B) a less than proportionate effect on the price level.
C) a proportionate effect on the price level.
D) a more than proportionate effect on the price level.
10) Describe the differences between classical and Keynesian economists in terms of their views
9.6 Aggregate Demand and Aggregate Supply
1) The aggregate demand curve shows
A) the demand for goods depending on the relative price of goods compared to financial assets.
B) the amount of output that can be obtained given the current production function in the
economy.
C) the relation between the aggregate quantity of goods demanded and the price level.
D) the relation between the real interest rate and output when the goods market clears.
2) The aggregate demand curve shows the combinations of output and the price level that put the
economy on
A) the FE line and the IS curve.
B) the FE line, the IS curve, and the LM curve.
C) the IS curve.
D) the IS curve and the LM curve.
3) The aggregate demand curve
A) is vertical.
B) slopes upward.
C) is horizontal.
D) slopes downward.
4) Which of the following changes shifts the AD curve down and to the left?
A) A temporary increase in government purchases
B) A rise in the nominal money supply
C) A decrease in corporate taxes
D) A decrease in consumer confidence
5) Which of the following changes shifts the AD curve up and to the right?
A) A rise in the nominal money supply
B) An increase in income taxes
C) An increase in the risk on nonmonetary assets
D) A decrease in the future marginal productivity of capital
6) The aggregate supply curve shows the relation between
A) the real interest rate and the aggregate amount of output that firms supply.
B) the price level and the aggregate amount of output that firms supply.
C) the supply of goods by firms and the price of goods relative to the price of nonmonetary
assets.
D) the inflation rate and the unemployment rate.
7) The short-run aggregate supply curve (in the absence of misperceptions)
A) is vertical.
B) slopes upward.
C) is horizontal.
D) slopes downward.
8) The long-run aggregate supply curve
A) is vertical.
B) slopes upward.
C) is horizontal.
D) slopes downward.
9) Which of the following changes shifts the SRAS curve up?
A) An increase in the labor force
B) An increase in firms’ costs
C) A decrease in government purchases
D) An increase in the money supply
10) Which of the following changes shifts the long-run aggregate supply curve to the right?
A) A demographic change that increases the labor supply
B) A decrease in the demand for labor
C) An increase in consumer confidence
D) A decrease in taxes (assuming Ricardian equivalence doesn’t hold)
11) Which of the following changes shifts the SRAS curve down?

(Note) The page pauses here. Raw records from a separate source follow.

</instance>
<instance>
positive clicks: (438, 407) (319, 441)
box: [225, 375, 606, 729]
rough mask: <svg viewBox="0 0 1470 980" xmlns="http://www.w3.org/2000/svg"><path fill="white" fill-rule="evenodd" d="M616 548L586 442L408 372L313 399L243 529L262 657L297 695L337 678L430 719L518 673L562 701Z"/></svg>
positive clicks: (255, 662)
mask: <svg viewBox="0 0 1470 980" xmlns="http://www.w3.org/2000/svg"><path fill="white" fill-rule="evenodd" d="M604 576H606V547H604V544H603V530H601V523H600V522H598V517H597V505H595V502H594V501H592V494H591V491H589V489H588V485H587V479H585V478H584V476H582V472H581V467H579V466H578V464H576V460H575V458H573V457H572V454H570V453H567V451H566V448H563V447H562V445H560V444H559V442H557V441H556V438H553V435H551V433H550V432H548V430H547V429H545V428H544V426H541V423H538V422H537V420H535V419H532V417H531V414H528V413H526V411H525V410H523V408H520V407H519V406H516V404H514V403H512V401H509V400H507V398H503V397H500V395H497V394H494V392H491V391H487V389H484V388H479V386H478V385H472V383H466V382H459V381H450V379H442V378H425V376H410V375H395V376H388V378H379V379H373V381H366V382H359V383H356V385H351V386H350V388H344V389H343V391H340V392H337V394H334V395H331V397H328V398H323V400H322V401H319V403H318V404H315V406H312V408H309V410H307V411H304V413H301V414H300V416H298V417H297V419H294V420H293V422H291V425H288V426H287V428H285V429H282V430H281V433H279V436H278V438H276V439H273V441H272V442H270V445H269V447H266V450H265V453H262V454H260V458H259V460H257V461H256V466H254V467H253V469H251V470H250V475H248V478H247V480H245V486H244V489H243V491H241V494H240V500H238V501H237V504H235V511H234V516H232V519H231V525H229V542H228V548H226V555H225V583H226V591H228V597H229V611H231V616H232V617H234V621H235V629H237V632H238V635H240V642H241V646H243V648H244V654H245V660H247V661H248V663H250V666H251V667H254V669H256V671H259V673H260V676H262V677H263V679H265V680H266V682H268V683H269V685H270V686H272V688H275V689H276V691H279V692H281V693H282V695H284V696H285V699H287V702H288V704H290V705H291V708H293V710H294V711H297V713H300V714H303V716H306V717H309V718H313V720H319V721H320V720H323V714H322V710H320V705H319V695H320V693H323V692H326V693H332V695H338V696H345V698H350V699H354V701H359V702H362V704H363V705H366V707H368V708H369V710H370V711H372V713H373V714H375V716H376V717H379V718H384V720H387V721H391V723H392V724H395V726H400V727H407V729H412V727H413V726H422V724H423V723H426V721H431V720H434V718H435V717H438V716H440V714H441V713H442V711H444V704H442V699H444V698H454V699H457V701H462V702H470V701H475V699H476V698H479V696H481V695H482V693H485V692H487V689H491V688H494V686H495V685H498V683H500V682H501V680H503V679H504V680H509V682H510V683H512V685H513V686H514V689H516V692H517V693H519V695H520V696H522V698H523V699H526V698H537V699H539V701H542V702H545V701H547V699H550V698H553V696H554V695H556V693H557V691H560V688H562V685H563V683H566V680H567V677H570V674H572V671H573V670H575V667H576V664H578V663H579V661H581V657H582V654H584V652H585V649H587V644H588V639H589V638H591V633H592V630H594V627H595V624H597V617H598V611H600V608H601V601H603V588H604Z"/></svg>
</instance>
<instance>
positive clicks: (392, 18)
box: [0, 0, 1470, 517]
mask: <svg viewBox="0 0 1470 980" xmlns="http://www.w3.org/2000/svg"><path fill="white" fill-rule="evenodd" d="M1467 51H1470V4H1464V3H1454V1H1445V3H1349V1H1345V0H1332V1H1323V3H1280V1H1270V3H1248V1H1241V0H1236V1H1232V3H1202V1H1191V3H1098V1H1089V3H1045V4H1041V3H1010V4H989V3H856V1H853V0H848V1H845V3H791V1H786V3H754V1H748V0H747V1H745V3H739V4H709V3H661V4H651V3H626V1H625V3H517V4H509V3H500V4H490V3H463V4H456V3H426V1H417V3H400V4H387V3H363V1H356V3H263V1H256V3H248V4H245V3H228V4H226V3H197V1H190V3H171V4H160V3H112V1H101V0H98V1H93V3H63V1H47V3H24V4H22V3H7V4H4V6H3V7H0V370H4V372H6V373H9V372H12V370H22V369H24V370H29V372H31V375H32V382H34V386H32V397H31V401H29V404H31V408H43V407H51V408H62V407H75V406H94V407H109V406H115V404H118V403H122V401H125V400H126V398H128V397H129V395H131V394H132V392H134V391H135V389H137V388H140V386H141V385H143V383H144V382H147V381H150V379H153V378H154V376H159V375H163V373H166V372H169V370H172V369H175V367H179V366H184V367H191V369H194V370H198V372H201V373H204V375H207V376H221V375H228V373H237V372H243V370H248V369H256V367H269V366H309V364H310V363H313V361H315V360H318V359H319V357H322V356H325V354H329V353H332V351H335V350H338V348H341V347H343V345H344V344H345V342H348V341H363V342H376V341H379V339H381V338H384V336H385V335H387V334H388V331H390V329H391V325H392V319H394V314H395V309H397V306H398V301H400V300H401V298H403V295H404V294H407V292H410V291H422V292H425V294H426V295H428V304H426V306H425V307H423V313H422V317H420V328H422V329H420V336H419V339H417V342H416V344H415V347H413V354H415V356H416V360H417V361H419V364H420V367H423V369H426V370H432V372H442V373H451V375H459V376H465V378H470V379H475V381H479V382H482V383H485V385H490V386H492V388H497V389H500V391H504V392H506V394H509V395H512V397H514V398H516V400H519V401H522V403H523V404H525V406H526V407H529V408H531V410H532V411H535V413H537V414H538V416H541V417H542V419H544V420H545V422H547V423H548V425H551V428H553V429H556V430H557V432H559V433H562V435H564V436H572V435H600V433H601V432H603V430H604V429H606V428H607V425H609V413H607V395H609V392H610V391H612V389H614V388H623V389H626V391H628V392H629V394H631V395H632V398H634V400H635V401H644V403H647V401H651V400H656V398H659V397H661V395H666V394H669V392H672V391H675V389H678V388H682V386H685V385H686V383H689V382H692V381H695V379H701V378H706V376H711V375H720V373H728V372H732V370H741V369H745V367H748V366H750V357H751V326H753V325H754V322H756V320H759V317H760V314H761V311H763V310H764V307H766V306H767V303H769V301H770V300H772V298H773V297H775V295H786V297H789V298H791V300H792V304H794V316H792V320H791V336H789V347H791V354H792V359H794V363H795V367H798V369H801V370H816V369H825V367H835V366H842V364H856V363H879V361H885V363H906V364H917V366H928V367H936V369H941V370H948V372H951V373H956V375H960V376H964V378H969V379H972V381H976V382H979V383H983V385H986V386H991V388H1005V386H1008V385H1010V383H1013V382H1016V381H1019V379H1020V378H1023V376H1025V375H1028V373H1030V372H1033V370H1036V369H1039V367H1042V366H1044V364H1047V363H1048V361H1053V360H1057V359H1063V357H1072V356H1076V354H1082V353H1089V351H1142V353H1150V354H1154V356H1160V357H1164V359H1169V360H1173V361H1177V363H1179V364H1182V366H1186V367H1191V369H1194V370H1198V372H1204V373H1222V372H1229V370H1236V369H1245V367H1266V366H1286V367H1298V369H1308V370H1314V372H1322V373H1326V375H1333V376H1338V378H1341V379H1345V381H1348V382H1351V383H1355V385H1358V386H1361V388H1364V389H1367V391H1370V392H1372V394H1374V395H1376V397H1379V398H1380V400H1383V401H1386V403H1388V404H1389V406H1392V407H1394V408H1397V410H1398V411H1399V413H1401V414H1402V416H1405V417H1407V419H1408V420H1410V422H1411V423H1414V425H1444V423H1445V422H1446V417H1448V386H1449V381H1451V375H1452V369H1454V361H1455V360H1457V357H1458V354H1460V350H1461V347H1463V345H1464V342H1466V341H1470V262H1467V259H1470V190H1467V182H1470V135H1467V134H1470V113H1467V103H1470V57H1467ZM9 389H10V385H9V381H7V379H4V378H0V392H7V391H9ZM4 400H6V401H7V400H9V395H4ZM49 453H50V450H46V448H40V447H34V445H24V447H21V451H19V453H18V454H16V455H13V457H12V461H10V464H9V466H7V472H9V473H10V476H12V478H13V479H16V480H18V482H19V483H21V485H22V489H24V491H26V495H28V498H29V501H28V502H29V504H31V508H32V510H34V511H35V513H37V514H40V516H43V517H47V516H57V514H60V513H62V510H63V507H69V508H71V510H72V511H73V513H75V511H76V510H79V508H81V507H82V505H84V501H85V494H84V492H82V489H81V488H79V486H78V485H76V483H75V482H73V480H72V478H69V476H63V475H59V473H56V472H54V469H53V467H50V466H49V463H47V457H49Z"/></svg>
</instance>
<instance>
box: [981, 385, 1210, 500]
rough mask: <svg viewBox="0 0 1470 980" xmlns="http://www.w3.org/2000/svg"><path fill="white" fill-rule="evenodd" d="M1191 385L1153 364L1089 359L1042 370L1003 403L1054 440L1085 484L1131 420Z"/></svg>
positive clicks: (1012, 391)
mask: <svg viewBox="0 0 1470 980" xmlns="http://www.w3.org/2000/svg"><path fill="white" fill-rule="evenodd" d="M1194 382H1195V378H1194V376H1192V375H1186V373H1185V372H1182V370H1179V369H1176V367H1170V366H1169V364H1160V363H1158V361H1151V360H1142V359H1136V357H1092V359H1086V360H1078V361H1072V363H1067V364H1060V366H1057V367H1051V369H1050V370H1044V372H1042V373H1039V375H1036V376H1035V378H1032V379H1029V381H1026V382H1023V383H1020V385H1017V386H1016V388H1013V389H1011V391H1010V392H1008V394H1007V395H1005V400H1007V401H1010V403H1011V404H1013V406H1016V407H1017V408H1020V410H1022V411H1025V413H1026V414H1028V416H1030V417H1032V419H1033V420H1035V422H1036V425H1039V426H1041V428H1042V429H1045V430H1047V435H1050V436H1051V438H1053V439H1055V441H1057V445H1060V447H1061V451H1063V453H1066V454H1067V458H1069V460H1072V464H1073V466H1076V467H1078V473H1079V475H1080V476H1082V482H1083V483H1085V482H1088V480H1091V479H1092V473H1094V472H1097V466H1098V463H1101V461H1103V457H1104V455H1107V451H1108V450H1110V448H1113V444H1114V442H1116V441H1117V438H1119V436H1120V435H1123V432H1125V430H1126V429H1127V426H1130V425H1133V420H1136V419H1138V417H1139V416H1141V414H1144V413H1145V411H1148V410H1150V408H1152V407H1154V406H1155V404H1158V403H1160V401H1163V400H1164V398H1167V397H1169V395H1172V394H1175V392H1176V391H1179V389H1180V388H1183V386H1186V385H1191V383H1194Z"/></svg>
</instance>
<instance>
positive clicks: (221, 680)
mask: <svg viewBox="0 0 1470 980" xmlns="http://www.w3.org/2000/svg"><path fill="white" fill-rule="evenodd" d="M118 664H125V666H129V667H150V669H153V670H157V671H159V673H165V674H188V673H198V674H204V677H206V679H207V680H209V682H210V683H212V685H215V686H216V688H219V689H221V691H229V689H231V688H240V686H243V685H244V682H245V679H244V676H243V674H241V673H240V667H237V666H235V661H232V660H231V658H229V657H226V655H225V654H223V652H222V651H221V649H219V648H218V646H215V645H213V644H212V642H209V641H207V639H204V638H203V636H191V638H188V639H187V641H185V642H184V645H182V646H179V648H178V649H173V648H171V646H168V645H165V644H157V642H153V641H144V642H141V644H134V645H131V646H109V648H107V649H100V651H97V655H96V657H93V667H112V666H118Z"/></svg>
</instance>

A) An increase in the labor force
B) An increase in the money supply
C) A decrease in government purchases
D) A decrease in firms’ costs
12) When the money supply rises by 10%, in the short run, output ________ and the price level
________.
A) rises; is unchanged
B) declines; falls
C) is unchanged; falls
D) declines; is unchanged
13) When the money supply declines by 10%, in the long run, output ________ and the price
level ________.
A) is unchanged; is unchanged
B) declines; falls
C) is unchanged; falls
D) declines; is unchanged
14) Describe the effects, in both the short run and the long run, of an increase in the money
supply. Explain what happens to real output and the price level.
15) For each outcome below, tell what type of shift must have taken place in either the aggregate
demand curve or the long-run aggregate supply curve.
(a) In the short run, the price level is unchanged and output rises.
(b) In the long run, the price level declines and output is unchanged.
(c) In the long run, the price level rises and output declines.